The people injured are not like you and me and the building damaged when the maternity hospital was hit was not vital for the very basics of a safe beginning in life – they were just Collateral Damage.

And as the rock of war is dropped into social ponds around the world the destabilising ripples spread ever outwards. The men women and children daily blown up in Iraq by warring factions in a fractured country are Collateral Damage. Children separated from their parents and the protection of properly organised society, as they flee war zones, put at the mercy of bandits and traffickers are also Collateral Damage. There is always something more important than their safety.
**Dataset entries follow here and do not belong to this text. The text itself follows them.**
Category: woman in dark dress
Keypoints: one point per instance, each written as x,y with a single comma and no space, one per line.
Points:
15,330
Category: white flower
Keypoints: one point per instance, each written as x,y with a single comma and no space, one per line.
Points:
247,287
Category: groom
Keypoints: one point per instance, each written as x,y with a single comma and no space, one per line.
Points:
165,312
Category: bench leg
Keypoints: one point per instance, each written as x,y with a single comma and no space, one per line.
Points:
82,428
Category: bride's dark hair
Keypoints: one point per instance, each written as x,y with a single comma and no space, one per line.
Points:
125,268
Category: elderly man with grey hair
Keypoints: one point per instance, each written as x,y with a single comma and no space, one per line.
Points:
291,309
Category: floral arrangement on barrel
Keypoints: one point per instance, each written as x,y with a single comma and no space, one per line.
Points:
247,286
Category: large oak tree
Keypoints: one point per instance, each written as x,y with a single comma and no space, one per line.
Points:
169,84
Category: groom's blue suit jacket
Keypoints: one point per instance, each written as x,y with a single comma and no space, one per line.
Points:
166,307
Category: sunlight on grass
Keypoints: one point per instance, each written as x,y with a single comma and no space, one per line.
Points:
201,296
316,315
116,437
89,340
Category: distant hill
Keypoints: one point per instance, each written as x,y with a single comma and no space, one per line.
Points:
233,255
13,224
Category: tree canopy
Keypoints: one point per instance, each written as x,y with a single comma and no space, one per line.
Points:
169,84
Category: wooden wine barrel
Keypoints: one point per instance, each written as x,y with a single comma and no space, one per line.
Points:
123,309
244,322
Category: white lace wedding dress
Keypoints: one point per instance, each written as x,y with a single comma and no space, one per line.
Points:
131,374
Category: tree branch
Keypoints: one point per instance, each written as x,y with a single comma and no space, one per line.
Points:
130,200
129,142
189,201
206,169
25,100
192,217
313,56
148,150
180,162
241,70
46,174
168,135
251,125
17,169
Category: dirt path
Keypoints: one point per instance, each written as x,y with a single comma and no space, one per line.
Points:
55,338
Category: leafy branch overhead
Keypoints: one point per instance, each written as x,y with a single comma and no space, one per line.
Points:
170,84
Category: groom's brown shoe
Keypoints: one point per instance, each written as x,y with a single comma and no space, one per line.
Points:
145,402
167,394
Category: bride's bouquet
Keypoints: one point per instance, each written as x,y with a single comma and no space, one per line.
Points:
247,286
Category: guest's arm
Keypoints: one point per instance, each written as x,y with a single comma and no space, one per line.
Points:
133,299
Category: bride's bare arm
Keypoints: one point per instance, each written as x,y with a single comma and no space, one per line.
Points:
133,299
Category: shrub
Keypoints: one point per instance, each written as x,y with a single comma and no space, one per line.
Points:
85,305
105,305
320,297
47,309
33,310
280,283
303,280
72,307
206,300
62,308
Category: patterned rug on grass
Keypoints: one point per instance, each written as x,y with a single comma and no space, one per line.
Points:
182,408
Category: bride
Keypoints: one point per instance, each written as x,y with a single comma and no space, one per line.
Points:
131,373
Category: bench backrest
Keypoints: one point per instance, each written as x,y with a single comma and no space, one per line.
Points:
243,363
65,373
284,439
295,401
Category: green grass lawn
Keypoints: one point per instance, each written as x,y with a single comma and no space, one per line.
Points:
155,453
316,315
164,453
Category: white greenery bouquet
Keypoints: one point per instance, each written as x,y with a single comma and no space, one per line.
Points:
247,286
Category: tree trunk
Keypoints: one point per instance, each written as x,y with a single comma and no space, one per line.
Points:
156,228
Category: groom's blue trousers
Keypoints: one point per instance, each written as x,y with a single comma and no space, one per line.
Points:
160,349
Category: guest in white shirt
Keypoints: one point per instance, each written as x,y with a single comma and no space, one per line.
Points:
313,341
Old people and the sick and disabled unable to get health care because their country’s systems of social care have been obliterated are Collateral Damage. We know roughly the numbers of combatants killed and maimed but those we refer to as Collateral Damage whether in the immediate aftermath of a skirmish or in the horrible months that follow, are too numerous to count. Nobody knows, for example, how many civilians died during and after the invasion of Iraq. They are unknown and uncounted.

Surely it’s time to name this barbarity, this denial of humanity. It is the harming and mass murder of innocents.

The new UK government – with its unelected leader - was quick to confirm the renewal of the Trident nuclear weapon. And Prime Minister Mrs May was quicker to confirm that she would be completely comfortable pressing the trigger.

If you can, put aside the billions to be wasted on this murderous vanity project. Think instead of this. When some idiot – in this country or another - finally presses the trigger there will be no Collateral Damage.


Because there will be no one left to utter that lie.